Abaixo estamos citando um texto mandado nas listas bike@egroups.com
e bicicleta@egroups.com (esta última de Florianópolis).
O autor chama-se Sirkis e ele dá um panorama interessante
da experência da bicicleta no Rio de Janeiro. Muito
se aprende para outras realidades. É longo, mas vale
a viagem!
A bicicleta
como meio de transporte
A bicicleta e, secundariamente, os patins,
o skate e similares são alternativas não motorizadas
capazes de revolucionar o perfil de transportes de uma cidade,
em menos de uma década, para deslocamentos de curta
e média distância. Sua implantação
e gestão, ao contrário de outras modalidades
de transporte, depende totalmente do poder local, da vontade
política municipal. Por essa razão, faremos
uma abordagem mais detalhada.
Quando da implantação das primeiras
ciclovias no Rio de Janeiro, os pessimistas argumentavam que
ciclovias com características de transporte alternativo
não resistiriam ao verão carioca. Elas seriam,
na opinião desses críticos, "coisa de país
frio". Na verdade, qualquer pessoa que conhece o clima chuvoso,
o inverno com o vento cortante daquela parte do mundo, se
dá conta de que, na verdade, as condições
climáticas brasileiras são muito mais favoráveis
ao uso regular da bicicleta como meio de transporte a curta
e média distâncias (até cerca de 15 km).
Há dois obstáculos - um sério
e outro prosaico - à adoção das bicicletas.
O prosaico é justamente o calor, de fácil solução
com oferta por parte das empresas e escritórios, de
banheiro e vestiário, o que não chega a ser
uma dificuldade tão grande assim, sobretudo quando
estimulado pela prefeitura com seus vários mecanismos
(uma fórmula é a prefeitura realizar convênios
com escolas, clubes, shoppings e empresas nas quais instalaria
bicicletários, em contrapartida à oferta de
facilidades de vestiário e banho para empregados ou
usuários ciclistas).
Um exemplo de implantação de
sistema de ciclovias particularmente bem sucedido é
o de Amsterdã. Não só pela adesão
que despertou na população como pela metodologia
integrada e participativa que foi adotada para implantálo.

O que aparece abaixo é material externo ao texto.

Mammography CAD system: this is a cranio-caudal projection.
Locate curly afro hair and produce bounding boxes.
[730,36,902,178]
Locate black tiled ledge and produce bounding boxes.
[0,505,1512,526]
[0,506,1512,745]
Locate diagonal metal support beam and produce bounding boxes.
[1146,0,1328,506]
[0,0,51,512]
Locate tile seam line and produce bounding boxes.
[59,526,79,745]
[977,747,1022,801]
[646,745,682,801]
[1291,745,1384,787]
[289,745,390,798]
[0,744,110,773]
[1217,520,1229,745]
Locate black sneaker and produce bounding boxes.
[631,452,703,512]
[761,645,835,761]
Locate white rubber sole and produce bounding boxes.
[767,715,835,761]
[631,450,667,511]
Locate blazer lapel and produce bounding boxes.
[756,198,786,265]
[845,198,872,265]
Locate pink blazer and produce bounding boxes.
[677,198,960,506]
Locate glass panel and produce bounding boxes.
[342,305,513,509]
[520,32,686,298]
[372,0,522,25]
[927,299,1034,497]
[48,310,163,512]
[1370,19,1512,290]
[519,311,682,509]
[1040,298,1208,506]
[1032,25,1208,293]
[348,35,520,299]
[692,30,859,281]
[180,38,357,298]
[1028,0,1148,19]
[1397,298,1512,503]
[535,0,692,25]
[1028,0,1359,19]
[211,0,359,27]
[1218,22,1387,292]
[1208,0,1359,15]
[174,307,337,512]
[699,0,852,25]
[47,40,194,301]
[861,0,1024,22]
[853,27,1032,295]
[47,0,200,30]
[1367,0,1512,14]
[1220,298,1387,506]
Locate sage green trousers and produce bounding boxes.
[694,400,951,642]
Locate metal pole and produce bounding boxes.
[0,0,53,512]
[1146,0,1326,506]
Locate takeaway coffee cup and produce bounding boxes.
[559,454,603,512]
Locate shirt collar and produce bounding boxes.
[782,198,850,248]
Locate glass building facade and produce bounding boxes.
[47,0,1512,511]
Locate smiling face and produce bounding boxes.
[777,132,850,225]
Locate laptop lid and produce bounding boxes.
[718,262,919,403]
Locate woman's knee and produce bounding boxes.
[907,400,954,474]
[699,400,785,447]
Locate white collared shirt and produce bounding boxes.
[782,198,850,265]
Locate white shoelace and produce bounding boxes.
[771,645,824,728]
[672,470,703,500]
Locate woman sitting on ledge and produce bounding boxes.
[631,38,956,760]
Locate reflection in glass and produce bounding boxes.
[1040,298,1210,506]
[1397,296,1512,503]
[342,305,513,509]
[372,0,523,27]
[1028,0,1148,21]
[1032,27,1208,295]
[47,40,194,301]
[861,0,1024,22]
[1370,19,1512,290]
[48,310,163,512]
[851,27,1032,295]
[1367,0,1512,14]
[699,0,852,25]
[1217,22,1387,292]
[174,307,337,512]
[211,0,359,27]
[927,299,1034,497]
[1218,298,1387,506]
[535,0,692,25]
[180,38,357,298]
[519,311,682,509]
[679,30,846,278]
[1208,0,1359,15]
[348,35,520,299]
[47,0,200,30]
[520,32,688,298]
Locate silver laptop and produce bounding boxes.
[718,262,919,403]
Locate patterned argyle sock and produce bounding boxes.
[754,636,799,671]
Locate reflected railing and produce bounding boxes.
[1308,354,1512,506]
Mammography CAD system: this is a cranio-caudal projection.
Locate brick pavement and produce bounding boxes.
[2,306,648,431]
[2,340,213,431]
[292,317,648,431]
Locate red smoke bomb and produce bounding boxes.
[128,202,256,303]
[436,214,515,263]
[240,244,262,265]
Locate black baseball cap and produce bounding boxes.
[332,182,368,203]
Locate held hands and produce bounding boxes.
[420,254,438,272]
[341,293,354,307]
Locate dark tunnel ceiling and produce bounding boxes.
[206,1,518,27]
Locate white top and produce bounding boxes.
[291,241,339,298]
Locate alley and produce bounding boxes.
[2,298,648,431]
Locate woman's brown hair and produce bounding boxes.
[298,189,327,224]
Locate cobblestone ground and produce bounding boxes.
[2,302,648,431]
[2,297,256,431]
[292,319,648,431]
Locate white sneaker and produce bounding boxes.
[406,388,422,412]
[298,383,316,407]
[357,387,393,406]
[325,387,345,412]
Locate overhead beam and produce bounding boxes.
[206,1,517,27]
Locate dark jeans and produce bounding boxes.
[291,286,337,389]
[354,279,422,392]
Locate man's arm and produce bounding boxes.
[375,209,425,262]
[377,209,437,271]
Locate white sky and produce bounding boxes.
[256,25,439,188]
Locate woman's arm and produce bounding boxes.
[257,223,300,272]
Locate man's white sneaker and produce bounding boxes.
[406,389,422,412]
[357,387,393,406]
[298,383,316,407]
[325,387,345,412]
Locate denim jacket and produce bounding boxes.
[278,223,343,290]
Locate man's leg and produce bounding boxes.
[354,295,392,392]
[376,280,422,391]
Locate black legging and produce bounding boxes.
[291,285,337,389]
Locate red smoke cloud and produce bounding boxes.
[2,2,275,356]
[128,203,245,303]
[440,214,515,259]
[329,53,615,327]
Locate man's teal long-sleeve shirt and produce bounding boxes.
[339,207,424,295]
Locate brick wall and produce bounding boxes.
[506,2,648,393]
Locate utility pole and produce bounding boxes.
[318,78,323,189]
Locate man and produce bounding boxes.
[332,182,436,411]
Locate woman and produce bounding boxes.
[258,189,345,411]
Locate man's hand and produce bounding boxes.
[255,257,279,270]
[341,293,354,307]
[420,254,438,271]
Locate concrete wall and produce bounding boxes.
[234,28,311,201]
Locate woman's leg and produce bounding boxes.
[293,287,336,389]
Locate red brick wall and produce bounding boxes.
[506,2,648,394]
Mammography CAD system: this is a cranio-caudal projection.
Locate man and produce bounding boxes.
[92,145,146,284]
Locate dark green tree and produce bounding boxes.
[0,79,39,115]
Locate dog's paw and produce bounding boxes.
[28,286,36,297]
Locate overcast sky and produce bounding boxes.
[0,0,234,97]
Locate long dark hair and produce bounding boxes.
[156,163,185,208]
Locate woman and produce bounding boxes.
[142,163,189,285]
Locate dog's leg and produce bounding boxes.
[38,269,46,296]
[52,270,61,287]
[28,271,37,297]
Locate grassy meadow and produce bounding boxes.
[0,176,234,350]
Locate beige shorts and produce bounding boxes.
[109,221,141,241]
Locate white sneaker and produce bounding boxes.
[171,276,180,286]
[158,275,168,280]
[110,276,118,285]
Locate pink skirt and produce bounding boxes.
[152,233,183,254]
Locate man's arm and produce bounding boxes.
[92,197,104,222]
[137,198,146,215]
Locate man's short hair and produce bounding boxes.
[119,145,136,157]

Há uma perfeita integração da malha cicloviária
com a viária e urbana, resultado de um esforço
sistemático, iniciado em 1979, com a criação
de um grupo de trabalho de sistemas cicloviários. Foram
15 anos de planejamento, ação integrada e dotação
orçamentária regular, que resultaram na construção
de uma malha invejável. Qualquer ponto da cidade está
a menos de 200 metros de alguma ciclovia, ciclofaixa ou faixa
compartilhada.
Hoje, 26% dos deslocamentos diários
na cidade já são feitos de bicicleta, 34% de
carro e 40% de transporte público: metrô, bonde
VLT e ônibus. Cerca de 80% dos habitantes da cidade
têm bicicleta, embora apenas metade deles a utilize,
no cotidiano, devido aos furtos, à dificuldade de transportar
objetos e, no inverno, ao frio. Cerca de 57% da população
de Amsterdã têm carro, e os trajetos diários
de automóvel não ultrapassam 5.5 km, o que sugere
a existência de um potencial de expansão ainda
maior para o transporte cicloviário nesta capital da
bicicleta.
O uso em massa fez da bicicleta um objeto
simples, despojado, sem nenhuma sofisticação.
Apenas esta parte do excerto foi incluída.